I really appreciate your thoughts here!

But given the triviality of this patch, I personally think you are
proposing a huge academic investment in time and resources with no real benefit.
On which architecture would you suggest to test this?
What would be the effective (really new) outcome?
If the performance penalty is zero or close to zero, will that imply
that such a patch isn't useful?
Please also keep in mind that not everyone gets paid to work on the kernel,
so I have neither the time nor the various architectures to test on.

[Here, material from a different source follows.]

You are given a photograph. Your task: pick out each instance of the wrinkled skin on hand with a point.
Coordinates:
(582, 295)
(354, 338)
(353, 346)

Then, as Masahiro already mentioned, the real solution is
probably to add ".balign" to the various inline assembler parts.
With this the alignment gets recorded in the sh_addralign field
in the object files, and the linker will correctly lay out the executable
even without this patch here.
And, this is exactly what you would get if C-initializers would have
been used instead of inline assembly.

But independend of the correct way to fix it, I think the linker
script ideally should mention all sections it expects with the right
alignments. Just for completeness.

I'll leave it up to you if you will apply this patch.
Currently it's not absolutely needed any longer, but let's think about
the pros/cons of this patch:
Pro:
- It can prevent unnecessary unaligned memory accesses on all arches.
- It provides the linker with correct alignment for the various sections.
- It mimics what you would get if the structs were coded with C-initializers.
- A correct section alignment can address upcoming inline assembly patches
   which may have missed to add the .balign
Cons:
- For this specific patch the worst case scenario is that we add a total of
   up to 7 bytes to kernel image (__ksymtab gets aligned to 8 bytes and the
   following sections are then already aligned).

So, honestly I don't see a real reason why it shouldn't be applied...

>> Signed-off-by: Helge Deller <deller@gmx.de>
>> Cc: <stable@vger.kernel.org> # v6.0+
>
> That's a stretch without any data, don't you think?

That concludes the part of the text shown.